The Young Bride
Today is my 20th wedding anniversary.
Twenty years ago today, at 6:00 am I was waking up to the bright, hot day I was the bride.
I had not slept much the night before, but not from nervousness. I was way too excited. My mom and I kept meeting in the hallway in the middle of the night remembering tiny details we wanted to make sure came together.
I had heard of brides who were too stressed to enjoy their wedding day, and I didn’t want that to be me.
The day went perfectly. I savored every moment.
As is true of every bride, there were ideals I clung to that day, and so much I didn’t know.
I knew God would bless our union because God is the creator of marriage. Marriage is a picture of the relationship we have with Jesus Christ, and one of the best glimpses of heaven we have here on earth.
Husbands, love your wives, as Christ loved the church and gave himself up for her, that he might sanctify her, having cleansed her by the washing of water with the word, so that he might present the church to himself in splendor, without spot or wrinkle or any such thing, that she might be holy and without blemish. In the same way husbands should love their wives as their own bodies. He who loves his wife loves himself.
So if there is any encouragement in Christ, any comfort from love, any participation in the Spirit, any affection and sympathy, complete my joy by being of the same mind, having the same love, being in full accord and of one mind. Do nothing from selfish ambition or conceit, but in humility count others more significant than yourselves. Let each of you look not only to his own interests, but also to the interests of others.
The Forgiveness Required
I knew marriage meant the joining of two hearts and lives. I knew it was going to require sacrifice.
I did not know the deepest level of forgiveness that would be required, both to ask for and to give.
Here is the definition of a good marriage: “The union of 2 fantastic forgivers.”
I did not know, honestly could not have imagined, that the 19th year of our marriage would be one of the hardest. How could a young bride, then a new mom, then an experienced wife of many years, begin to guess?
Yet God in his infinite wisdom chose to pour out a refining fire on our lives this last year
I knew I loved this man and was willing to commit the rest of my life to him.

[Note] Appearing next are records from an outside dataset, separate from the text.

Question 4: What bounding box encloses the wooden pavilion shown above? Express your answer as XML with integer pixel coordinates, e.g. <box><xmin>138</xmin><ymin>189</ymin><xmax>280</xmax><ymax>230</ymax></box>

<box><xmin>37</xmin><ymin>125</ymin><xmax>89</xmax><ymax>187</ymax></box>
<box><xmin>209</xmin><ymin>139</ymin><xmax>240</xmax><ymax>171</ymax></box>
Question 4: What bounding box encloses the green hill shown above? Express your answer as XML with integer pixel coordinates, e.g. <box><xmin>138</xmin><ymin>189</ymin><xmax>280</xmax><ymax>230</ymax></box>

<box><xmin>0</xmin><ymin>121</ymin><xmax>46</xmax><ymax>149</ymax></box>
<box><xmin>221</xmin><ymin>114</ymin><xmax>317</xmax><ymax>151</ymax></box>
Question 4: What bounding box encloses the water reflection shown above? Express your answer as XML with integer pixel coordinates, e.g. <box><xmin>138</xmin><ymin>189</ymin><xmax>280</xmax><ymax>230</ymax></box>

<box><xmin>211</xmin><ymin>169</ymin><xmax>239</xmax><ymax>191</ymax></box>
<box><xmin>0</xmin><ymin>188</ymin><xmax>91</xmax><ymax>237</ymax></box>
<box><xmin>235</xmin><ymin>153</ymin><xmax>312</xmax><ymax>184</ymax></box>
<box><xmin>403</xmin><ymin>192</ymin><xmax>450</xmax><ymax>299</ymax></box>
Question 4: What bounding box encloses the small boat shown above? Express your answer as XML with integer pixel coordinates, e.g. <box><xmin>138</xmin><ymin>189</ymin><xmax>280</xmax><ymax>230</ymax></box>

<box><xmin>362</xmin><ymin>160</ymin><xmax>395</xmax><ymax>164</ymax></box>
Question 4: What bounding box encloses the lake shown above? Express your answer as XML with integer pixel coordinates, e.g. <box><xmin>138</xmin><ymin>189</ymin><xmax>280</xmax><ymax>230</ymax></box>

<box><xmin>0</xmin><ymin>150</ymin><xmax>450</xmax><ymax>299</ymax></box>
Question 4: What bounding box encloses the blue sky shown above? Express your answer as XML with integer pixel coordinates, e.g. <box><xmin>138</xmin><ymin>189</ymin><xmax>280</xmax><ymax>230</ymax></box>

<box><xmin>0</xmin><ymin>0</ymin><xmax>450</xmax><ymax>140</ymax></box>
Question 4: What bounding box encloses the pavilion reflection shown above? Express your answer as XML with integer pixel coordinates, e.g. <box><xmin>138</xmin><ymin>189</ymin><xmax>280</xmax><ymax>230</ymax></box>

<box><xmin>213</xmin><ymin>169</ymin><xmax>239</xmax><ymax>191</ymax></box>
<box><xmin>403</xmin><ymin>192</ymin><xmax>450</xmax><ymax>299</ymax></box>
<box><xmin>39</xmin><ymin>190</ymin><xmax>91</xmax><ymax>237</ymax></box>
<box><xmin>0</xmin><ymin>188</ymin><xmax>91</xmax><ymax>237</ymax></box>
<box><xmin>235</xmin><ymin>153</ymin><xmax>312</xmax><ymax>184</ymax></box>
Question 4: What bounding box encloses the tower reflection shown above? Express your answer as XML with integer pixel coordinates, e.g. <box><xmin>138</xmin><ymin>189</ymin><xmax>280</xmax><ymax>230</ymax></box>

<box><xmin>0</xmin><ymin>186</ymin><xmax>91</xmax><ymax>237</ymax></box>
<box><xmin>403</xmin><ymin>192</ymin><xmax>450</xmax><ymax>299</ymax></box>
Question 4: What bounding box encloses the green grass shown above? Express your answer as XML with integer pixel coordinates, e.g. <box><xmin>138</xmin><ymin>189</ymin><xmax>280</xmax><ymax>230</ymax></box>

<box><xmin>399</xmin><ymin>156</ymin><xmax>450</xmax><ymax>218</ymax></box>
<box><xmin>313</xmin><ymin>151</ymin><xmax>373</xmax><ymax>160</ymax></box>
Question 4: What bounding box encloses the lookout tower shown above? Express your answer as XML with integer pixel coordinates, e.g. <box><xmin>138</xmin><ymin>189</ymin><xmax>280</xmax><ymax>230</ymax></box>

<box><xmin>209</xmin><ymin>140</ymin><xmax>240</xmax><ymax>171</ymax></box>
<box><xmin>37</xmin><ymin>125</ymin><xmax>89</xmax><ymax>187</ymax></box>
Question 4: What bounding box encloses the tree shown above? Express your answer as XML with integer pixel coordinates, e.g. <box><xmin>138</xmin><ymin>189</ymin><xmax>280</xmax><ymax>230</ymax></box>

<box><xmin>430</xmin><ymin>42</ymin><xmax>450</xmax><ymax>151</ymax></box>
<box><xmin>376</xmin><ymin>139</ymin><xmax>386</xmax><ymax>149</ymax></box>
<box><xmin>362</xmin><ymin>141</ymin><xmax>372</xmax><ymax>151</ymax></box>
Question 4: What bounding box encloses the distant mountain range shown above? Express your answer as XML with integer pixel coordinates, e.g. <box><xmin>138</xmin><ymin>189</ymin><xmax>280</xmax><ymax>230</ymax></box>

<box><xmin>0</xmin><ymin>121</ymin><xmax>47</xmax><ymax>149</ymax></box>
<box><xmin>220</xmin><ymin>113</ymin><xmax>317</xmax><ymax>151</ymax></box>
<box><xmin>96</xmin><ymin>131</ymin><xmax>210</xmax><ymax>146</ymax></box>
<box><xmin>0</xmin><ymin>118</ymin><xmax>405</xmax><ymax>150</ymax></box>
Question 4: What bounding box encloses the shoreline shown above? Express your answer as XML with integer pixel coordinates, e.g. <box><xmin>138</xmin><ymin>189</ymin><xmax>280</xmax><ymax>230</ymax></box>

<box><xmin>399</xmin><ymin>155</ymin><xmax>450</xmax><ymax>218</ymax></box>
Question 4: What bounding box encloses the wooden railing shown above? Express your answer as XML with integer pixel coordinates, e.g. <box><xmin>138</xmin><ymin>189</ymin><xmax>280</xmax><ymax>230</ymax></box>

I did not know that love would grow stronger, deeper, and more vibrant with time, to the point where my breath catches and my heart aches in the attempt to describe it. That 20-year-ago wedding day, I thought surely my love burned as brightly as a love possibly can burn.
While it is true that love is a choice, over a lifetime of marriage you do fall in and out of love with your spouse. You certainly fall in and out of feeling in love.
I chose this man and my commitment to my husband has never wavered. I’ve never not loved him. He’s my partner in running this kind-of broken house and parenting this crazy, fantastic group of kids. He is a great listener when I need to rant, and the person who knows I loathe green peppers yet eat jalapenos on everything.
We are also opposite personalities and he drives me bonkers sometimes. His techie-geek, exploring, free-thinking spirit rubs every to-do listing, organizing, controlling way in me totally nuts on the bad days.
Marriage is Like Sandpaper.
Marriage is like sandpaper. God is using this most intimate of relationships, as we bump and bash against each other day after day, to smooth out the edges that need to be roughed away.
It’s painful work, my friends, but the end result is worth sticking around for. God blesses us for hanging on for it. Because the Holy Spirit is working in Mike and me, we are different people — better people than we would have been apart.
Here is why to stay married — even when it’s hard: Each time you fall back in love with your spouse, God blesses your love to be stronger and more like His.
God knew exactly how our life would unfold, and how exceptionally deep our love would become.